Aujourd’hui plus que jamais, nous avons besoin d’une ligue citoyenne rigoriste sur les droits fondamentaux, incisive sur les libertés fondamentales, intransigeante sur les règles démocratiques et extrêmement pugnace face à l’autoritarisme d’un monarchisme l’unilatéraliste et absolutiste devenu sacrement un danger public.  Il n’y a plus de Route avec le pouvoir d’Alassane Ouattara. Comme nous avons déjà dit, le Bordel à gagner la république. Il faut changer de route avec des hommes fédérateurs, le président Gbagbo et son FPI et le président Bédié et son PDCI, pour la stabilité sociopolitique, la paix sociale et communautaire. Il nous faut tous ensembles citoyens ivoiriens, nous engager pour la Décomposition/Recomposition sociopolitique salvatrice, dans un processus de fédération de toutes les forces vives régulatrices de la côte d’ivoire pour être le GYROSCOPE DU SOUVERAIN « l’état » et POUR CHANGER notre pays la côte d’ivoire de Félix Houphouët  Boigny. Au terme d’une irréversible alternance en 2020, suivi d’une gouvernance transitoire de cinq (5) ans au moins. Tous ensembles « ivoiriens » nous réussirons c’est une promesse.

Et c’est le seul et unique postulat.  Pour pouvoir mettre l’homme au centre du débat sociopolitique, le citoyen au cœur du débat développemental et du progrès social, pour l’avènement d’une société plus juste, plus cohérente, plus égalitaire, plus humaine, plus solidaire et régie par de nouvelles normes juridiques consensuelles de régulation sociopolitique acceptées par tous. Oui, il n’y a plus de Route avec le pouvoir d’Alassane Ouattara, parce qu’en politique quand on perd aussi lamentablement la main, peut-on encore la retrouver ? Non ! Les plus grands magiciens politiques le savent et ils vous le diront ; il est un moment dans la politique, de par votre propre fait où tout ce que vous touchez se transforme en monstre contre votre propre politique. D’où  les événements politiques vous filent entre les doigts comme un poisson silure de nos marigots et rivières.

Mais il est à noter ici, que si une liste unique de partis politique coalisé contraint le militant a un choix unique, la politique des alliances au deuxième tour d’une élection présidentielle, procède souvent à un trie ou à un brossage des votes militants. Et souvent quand on espère de la sortie des colombes toutes Blanches dans les urnes, ce sont les crappes « craps » Poilus, qui y sortent pour gâcher la fête.
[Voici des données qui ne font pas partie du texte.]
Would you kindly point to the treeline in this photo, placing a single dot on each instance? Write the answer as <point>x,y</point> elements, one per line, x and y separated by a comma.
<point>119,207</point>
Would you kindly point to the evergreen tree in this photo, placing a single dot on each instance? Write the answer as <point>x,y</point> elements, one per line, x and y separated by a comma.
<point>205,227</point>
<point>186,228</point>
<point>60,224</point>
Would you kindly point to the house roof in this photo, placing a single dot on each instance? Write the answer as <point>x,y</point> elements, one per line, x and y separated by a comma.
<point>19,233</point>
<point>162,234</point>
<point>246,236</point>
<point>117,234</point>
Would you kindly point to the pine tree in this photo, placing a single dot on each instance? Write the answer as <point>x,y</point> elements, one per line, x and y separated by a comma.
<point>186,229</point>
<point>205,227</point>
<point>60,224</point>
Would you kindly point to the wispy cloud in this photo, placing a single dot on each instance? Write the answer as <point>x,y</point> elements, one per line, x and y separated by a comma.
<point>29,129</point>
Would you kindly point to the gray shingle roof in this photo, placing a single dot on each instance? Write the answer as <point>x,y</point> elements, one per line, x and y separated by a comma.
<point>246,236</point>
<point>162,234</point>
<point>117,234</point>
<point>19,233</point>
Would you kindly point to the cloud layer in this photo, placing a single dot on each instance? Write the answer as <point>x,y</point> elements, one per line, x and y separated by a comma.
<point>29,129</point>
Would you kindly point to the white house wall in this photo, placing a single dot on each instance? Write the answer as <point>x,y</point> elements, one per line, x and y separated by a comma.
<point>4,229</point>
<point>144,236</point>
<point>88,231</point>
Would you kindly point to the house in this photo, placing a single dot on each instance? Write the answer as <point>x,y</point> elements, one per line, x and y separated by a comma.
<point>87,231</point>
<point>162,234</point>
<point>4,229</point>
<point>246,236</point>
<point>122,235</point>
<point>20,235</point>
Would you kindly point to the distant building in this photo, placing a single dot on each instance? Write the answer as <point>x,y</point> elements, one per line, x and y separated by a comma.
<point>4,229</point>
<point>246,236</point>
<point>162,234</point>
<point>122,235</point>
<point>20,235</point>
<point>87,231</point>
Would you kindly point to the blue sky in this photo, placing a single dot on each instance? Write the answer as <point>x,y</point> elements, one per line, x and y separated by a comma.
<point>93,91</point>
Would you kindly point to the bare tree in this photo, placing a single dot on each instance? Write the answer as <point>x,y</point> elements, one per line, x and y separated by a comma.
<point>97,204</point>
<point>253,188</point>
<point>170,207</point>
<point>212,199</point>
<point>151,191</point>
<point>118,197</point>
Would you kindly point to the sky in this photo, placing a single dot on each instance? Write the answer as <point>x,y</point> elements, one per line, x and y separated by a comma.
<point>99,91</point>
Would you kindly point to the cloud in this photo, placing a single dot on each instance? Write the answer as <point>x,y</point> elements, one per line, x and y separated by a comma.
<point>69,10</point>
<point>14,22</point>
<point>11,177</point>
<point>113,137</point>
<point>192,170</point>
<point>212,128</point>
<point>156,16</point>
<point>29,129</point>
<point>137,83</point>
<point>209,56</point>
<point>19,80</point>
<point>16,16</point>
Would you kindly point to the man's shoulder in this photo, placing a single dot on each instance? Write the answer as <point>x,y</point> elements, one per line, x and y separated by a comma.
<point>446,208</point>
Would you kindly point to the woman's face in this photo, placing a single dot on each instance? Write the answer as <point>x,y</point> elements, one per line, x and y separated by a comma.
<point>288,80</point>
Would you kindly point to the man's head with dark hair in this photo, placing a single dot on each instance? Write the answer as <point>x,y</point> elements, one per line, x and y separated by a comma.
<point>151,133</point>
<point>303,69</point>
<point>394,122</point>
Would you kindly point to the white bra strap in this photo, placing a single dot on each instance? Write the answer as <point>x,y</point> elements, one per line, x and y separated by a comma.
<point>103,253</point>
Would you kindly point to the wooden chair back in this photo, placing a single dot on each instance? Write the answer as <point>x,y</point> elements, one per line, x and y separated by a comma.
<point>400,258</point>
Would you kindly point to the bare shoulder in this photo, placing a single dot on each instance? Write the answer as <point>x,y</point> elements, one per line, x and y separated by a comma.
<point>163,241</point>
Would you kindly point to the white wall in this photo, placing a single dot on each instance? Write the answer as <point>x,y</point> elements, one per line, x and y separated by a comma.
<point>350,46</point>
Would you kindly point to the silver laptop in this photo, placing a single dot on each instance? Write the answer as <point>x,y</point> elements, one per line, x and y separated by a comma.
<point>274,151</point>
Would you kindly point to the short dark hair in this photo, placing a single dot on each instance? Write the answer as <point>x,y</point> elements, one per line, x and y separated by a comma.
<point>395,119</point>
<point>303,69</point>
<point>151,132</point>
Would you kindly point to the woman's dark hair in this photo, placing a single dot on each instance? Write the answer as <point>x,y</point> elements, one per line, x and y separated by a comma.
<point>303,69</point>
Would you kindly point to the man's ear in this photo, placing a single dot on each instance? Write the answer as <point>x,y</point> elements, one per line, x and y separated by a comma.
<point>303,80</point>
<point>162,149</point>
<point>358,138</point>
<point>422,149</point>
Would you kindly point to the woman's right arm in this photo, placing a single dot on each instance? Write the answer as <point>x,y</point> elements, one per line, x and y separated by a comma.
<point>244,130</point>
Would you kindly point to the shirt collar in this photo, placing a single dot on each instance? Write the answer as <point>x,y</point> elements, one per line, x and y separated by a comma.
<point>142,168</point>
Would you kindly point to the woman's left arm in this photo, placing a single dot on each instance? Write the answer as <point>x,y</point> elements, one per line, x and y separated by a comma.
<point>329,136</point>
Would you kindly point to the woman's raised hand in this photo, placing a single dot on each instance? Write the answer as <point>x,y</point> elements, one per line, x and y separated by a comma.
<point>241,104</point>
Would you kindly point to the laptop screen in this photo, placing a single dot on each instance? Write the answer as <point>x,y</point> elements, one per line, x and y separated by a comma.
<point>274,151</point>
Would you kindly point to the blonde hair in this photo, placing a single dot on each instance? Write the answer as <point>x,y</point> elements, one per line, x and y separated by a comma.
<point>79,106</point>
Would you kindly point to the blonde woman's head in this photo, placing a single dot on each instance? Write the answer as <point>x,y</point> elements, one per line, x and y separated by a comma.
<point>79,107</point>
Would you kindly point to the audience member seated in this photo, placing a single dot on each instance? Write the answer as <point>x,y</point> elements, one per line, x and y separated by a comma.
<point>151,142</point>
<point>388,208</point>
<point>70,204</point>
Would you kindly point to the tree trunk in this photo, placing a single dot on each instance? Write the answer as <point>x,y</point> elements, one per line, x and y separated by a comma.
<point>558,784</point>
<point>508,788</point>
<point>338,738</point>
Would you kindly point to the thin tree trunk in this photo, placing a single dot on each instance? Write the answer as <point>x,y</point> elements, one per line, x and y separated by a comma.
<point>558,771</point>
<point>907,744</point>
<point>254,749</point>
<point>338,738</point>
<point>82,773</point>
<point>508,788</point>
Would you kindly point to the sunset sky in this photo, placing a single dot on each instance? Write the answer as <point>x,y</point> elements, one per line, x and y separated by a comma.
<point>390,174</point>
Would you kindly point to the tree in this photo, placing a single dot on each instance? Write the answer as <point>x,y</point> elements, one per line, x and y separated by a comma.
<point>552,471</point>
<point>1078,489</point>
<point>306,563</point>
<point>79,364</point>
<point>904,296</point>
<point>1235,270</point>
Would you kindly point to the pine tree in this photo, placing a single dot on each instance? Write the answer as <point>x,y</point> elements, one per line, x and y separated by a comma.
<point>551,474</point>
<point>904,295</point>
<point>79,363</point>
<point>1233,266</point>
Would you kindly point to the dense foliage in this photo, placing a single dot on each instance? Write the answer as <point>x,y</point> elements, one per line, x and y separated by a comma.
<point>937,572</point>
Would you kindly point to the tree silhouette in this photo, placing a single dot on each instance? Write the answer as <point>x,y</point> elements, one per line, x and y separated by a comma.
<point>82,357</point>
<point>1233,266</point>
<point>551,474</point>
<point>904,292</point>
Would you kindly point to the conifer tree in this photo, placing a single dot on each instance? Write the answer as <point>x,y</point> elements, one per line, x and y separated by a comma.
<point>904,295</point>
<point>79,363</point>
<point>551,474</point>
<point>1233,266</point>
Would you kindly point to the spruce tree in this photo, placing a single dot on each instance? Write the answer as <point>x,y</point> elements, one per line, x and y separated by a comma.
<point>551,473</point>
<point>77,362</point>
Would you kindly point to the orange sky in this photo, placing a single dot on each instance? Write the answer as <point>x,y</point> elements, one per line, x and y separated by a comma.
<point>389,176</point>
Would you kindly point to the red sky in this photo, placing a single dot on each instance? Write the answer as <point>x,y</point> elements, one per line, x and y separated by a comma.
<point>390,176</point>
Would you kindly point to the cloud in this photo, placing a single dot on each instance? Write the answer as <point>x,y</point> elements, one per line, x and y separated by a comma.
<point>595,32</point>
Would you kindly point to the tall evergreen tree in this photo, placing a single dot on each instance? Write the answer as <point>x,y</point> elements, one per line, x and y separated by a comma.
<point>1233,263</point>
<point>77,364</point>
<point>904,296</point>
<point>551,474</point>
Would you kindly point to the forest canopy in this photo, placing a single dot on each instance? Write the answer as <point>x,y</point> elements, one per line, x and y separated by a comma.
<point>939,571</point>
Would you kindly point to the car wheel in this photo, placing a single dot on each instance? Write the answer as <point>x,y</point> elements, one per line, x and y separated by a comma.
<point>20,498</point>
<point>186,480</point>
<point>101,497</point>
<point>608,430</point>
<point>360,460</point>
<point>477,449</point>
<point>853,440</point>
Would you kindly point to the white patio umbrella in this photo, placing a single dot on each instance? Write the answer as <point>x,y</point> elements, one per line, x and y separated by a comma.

Le Cul du pouvoir déviant d’Alassane Ouattara désormais pousser à la porte de sortie par une abstention régulière de 80% de l’électorat total, n’a besoin que d’un seul synergique sérieux coup de pied citoyen, une seule fois pour dégagé. Donc maitrisons notre destin commun avec le président Gbagbo et son FPI et le président Bédié et son PDCI, c’est l’unique voie vers la paix sociopolitique hérité d’Houphouët Boigny. Que la nature protège la côte d’ivoire de Felix Houphouët Boigny. Nation une et indivisible, qui se doit de garantir droit, liberté, justice juridique et justice sociale pour tous.

*- Un soit-dit en passant : de Lepetitfils. D-C. Leader de la légitimité citoyenne. « Convention du 28 juillet 1951 ».